Some things go better together: mac and cheese, hangovers and pizza, André 3000 and Big Boi. When it comes to pairing cannabis with other things though, it gets murky. We know only so much about how weed interacts with other substances, but it's crucial to stay as informed as possible. So is it safe to ingest weed with alcohol and other substances? According to my go-to cannabis expert, the answer is far from straightforward.
The thing is, it’s impossible to make a sweeping statement about the effects of a single substance, let alone in combination with another, says Lewis Nelson, chair of the department of emergency medicine and chief of the division of medical toxicology at Rutgers New Jersey Medical School. A number of factors play a role, including the concentration of certain compounds in the cannabis you consume. Weed with a high percentage of the compound cannabidiol, or CBD, which purportedly, chills out you, might be more sedating, while a weed with a high percentage of tetrahydrocannabinol, or THC, which gives you that high, might be more activating.
What’s more, your response to a given weed product might differ from someone else’s, which, in turn, can partly depend on your set and setting, or mindset and environment, as Nelson explained to me in a previous Mic story. Weed might help you bliss out and send another person down an anxiety vortex. Throwing alcohol into the mix can further complicate matters. Alcohol might turn you into a bubbly extrovert, but make someone else want to take a nap.

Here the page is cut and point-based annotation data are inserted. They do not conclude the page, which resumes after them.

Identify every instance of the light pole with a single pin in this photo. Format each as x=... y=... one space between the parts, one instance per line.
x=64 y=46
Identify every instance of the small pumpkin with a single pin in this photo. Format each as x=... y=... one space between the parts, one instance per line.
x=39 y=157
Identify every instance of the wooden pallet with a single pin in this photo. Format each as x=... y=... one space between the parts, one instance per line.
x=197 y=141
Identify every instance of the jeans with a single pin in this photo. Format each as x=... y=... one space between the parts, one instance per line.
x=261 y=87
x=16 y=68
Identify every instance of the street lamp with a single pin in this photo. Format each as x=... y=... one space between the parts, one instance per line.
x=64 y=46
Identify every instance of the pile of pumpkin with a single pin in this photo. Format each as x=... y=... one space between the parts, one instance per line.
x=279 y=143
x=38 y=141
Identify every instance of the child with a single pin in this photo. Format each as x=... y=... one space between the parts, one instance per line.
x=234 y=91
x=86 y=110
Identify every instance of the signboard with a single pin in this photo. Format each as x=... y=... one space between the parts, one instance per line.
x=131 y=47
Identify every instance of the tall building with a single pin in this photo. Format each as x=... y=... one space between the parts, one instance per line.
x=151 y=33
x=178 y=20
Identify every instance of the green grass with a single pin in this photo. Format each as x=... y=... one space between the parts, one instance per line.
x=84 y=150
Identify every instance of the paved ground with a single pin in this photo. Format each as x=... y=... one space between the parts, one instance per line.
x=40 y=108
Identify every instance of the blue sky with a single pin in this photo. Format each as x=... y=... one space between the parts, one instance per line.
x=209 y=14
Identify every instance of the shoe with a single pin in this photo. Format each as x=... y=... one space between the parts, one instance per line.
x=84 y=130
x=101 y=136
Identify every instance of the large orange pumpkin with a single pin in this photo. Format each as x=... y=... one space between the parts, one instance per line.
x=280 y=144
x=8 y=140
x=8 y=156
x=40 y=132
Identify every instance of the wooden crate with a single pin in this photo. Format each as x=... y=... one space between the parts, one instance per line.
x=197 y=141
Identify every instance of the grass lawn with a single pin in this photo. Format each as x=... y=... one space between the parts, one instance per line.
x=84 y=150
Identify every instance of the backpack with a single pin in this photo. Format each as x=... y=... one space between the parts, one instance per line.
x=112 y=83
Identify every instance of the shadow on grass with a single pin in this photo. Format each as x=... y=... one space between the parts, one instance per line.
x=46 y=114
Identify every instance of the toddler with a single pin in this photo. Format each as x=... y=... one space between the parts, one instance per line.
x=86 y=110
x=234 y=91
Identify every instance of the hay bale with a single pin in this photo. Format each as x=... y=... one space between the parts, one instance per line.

“If you know how you behave when you’re drinking and when you use cannabis, you can pretty much predict that’s how you’re going to perform each time you do it, assuming the doses are the same each time,” Nelson says. But “there’s a whole spectrum of responses in a population.”
Generally speaking, though, drug pairings impair your behavior more than either drug does alone, Nelson explains. “There’s some synergy between the drugs that produces an enhanced or different high, so it’s not simply an additive effect.” That goes for their downsides, too. When you mix drugs to chase their pleasurable effects, you also increase your risk of adverse effects, most of which will be central nervous system-related, such as dizziness, vomiting, and headache.
You might’ve noticed this when you mix weed with booze, a.k.a., crossfading. Alcohol enhances the absorption of THC, making you feel even more high than if you’d consumed weed by itself. But drinking — specifically before smoking weed, the wisdom goes, although scientific evidence has yet to bear this out — may also make you more likely to green out, or experience the dizziness, nausea, and vomiting that can occur when you go overboard on weed, Vice explains.
Some believe the nicotine in cigarettes also enhances the absorption of THC, but evidence of this is flimsy, Nelson says, adding that there’s little reason to believe it would affect you any differently than mixing some other stimulant with weed. But he cautions that if you don’t smoke cigarettes on the reg, nicotine can lead to nausea and a headache.
Likewise, psychedelics like psilocybin (found in magic mushrooms) and LSD can (in rare cases) increase the risk of psychosis, at least in theory, and so can cannabis, particularly if you have a prior history of psychiatric disorder, and use either psychedelics or cannabis heavily and frequently, Nelson says. It seems likely, then, that combining the two would further increase this risk.
Basically, “anytime you use drugs, you’re gambling, and anytime you combine drugs, you’re gambling even more,” Nelson says. Mixing weed with another drug may increase the risk of overdose, not so much because cannabis has life-threatening effects, but because it impairs your judgment of how much of the other drug you’ve taken and when to pump the breaks.
If you choose to venture forth into combing weed with other drugs, Nelson advises starting extra slow and consuming small amounts of each to get some of the beneficial effects while minimizing the side effects. In other words, “don’t go pounding away.” As with most things in life, moderation is truly key.